Trąciłam ją ramieniem, aby była ciut ciszej. Uważała, że owy nauczyciel chciał ją"udupić" i dlatego ciągle tak ją wypytywał.

— Nie przesadzaj. — zachichotałam.

Zrobiła minę typu: spadaj i zostawiła mnie w tyle, przyspieszając. Przekręciłam oczami ze śmiechem i ruszyłam za morskooką.

Doszłyśmy pod salę matematyczną, która jak się okazało, była zamknięta. Usiadłyśmy na ławce przy sali.

— Jaki jest Nathaniel? — spytała, opierając się plecami o ścianę. Zrobiłam to samo, a wzrok wlepiłam w ścianę przed sobą.

— Hm.... — zastanowiłam się chwilę. — opiekuńczy, miły, konserwatywny. — wyliczałam na placach.

— Przystojny. — wtrąciła. — widziałam go z okna, gdy po ciebie przyjechał. Ciacho.

Dałam jej kuksańca w ramię, żartując z niej. Wstałyśmy z ławki, gdy zadzwonił dzwonek. Pani Olsen jeszcze chwilę się spóźniała, a gdy przyszła, wpuściła nas do sali i kazała zaczekać.

— Musiało się coś stać. — bąknęła pod nosem Eve. Odsunęła krzesełko i na nim usiadła, bacznie się nad czymś zastanawiając.

— Pewnie tak. — poparłam ją. Pani Theresa miała poważną minę, pod którą skrywał się smutek.

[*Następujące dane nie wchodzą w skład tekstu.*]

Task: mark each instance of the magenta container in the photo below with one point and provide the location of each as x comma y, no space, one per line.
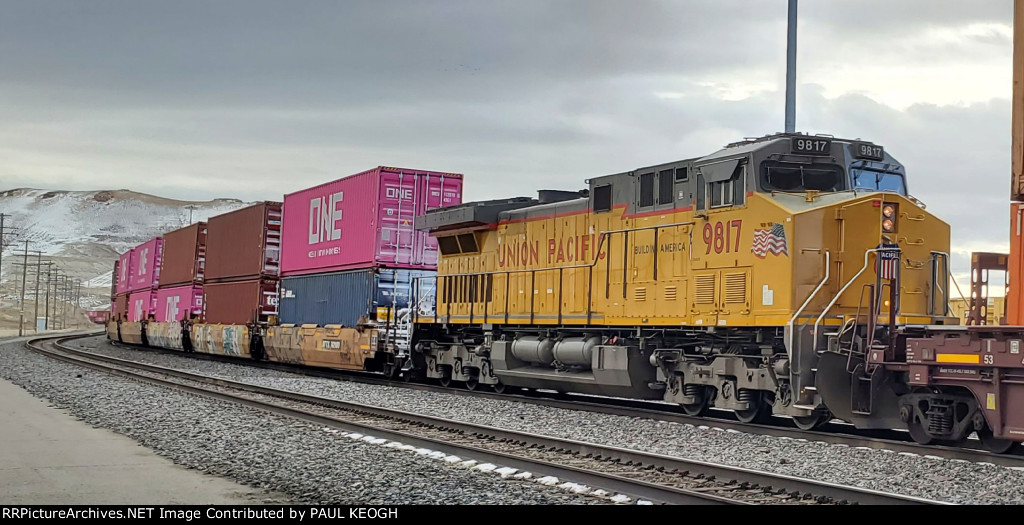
141,305
174,304
145,261
364,220
124,272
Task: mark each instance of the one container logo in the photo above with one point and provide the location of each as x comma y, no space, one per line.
324,217
398,193
172,307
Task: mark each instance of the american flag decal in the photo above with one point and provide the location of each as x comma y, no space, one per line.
769,242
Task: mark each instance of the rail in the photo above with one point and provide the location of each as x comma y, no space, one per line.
653,476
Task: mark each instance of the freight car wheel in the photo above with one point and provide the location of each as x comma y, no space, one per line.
994,444
699,408
919,433
811,422
758,412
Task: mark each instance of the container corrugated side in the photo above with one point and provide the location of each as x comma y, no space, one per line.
124,272
114,279
145,265
141,304
179,303
344,298
119,307
365,220
184,256
240,302
245,244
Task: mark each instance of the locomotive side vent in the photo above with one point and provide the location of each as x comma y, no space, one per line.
706,289
735,288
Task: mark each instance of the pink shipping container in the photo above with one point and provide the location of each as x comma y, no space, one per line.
124,272
145,262
178,303
364,220
141,305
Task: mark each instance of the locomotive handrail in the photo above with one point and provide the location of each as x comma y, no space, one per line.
949,272
840,294
788,347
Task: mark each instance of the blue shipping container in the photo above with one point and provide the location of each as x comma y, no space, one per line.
343,298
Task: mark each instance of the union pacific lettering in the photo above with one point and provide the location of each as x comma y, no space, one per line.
571,249
519,254
576,249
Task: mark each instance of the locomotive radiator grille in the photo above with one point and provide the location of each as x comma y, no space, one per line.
706,289
735,288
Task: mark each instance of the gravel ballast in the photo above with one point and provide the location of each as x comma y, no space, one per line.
928,477
307,463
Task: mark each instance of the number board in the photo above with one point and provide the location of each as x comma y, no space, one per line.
811,145
867,150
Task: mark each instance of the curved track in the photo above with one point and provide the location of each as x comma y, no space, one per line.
834,433
653,477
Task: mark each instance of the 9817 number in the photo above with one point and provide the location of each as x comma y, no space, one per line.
721,236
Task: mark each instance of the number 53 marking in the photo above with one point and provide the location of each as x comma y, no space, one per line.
720,236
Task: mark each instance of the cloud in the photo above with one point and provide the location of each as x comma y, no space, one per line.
254,98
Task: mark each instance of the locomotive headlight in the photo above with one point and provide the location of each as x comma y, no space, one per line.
889,214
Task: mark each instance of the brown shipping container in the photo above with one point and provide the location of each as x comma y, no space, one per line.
184,256
240,302
244,245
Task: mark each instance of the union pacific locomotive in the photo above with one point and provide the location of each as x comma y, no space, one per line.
786,274
761,278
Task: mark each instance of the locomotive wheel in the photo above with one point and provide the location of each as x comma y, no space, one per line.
813,421
758,412
996,445
919,434
698,408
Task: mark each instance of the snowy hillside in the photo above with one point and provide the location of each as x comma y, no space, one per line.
84,231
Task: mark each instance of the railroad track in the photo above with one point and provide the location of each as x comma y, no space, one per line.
639,475
779,427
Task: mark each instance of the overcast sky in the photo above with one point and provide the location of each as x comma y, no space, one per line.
254,98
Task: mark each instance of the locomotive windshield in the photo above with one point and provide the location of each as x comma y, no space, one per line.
784,176
878,180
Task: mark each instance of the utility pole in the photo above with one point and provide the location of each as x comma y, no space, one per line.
78,305
64,303
2,215
46,308
56,297
791,71
25,275
39,269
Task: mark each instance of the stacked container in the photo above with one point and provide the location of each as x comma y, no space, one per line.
243,265
350,247
143,276
121,278
179,295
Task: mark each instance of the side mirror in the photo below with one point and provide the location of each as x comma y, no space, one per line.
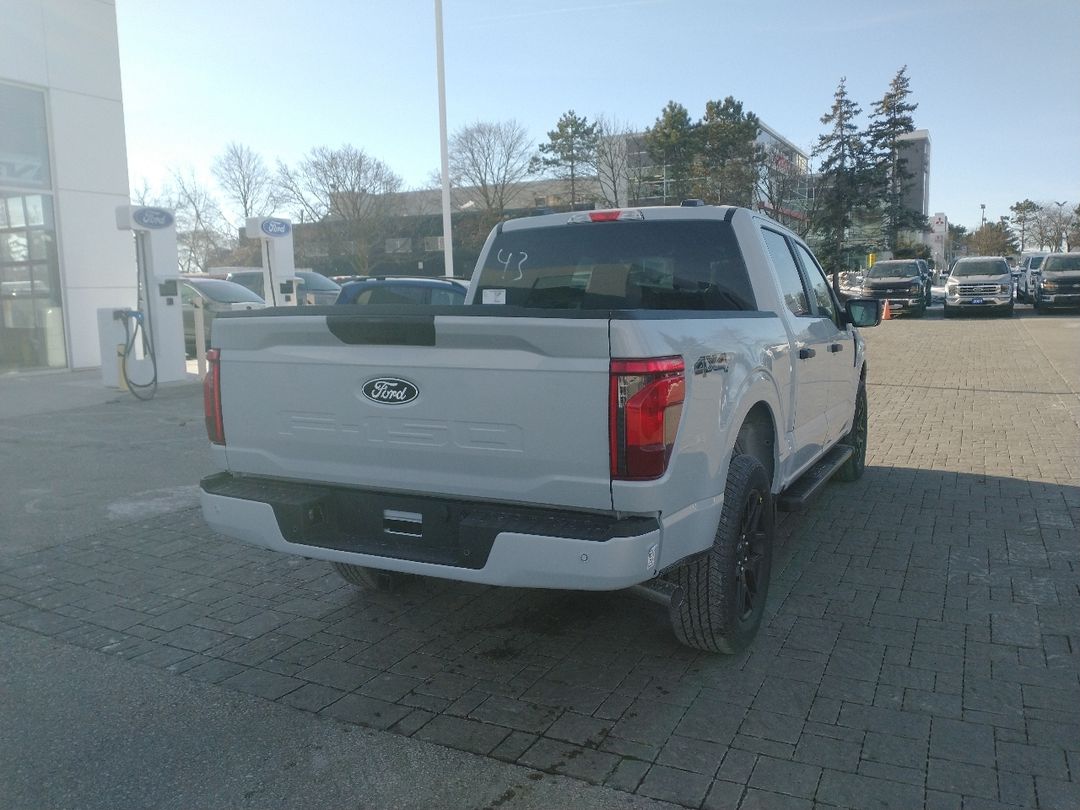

Naprawdę było to widać.

— Ciekawe co się stało... — powiedziała do siebie, opierając dłoń na brodzie.

Wyjęłam książki i zeszyty, odłożyłam plecak na bok i spojrzałam na przyjaciółkę.

Obie przejmowałyśmy się jej problemami, bo była miłą kobietą, która zdawała sobie sprawę z nawału materiału i doskonale nas rozumiała.

Dlatego też robiła nam często kartkówki i sprawdziany, a za to mniej zadań i odpowiedzi przy tablicy.

Zazwyczaj były krótkie ale z najważniejszymi elementami, jakie były na poprzednich godzinach.

— Później się jej zapytamy, o to. — mruknęłam.

Kiwnęła głową, siedząc cicho. Reszta klasy wesoło gawędziła ze sobą, nie zwracając uwagi na widok nauczycielki.

— Hola, hola! — krzyknęła, zamykając za sobą drzwi. Oparłam się o krzesło i uśmiechnęłam się do niej, co sama odwzajemniła. — nie było mnie parę minut, a wy tak zdążyliście nahałasować?

Odwróciłam się przodem do tablicy, obok której stało biurko nauczycielki. Zajęła swoje krzesło, odłożyła tableta i obdarzyła mnie spojrzeniem.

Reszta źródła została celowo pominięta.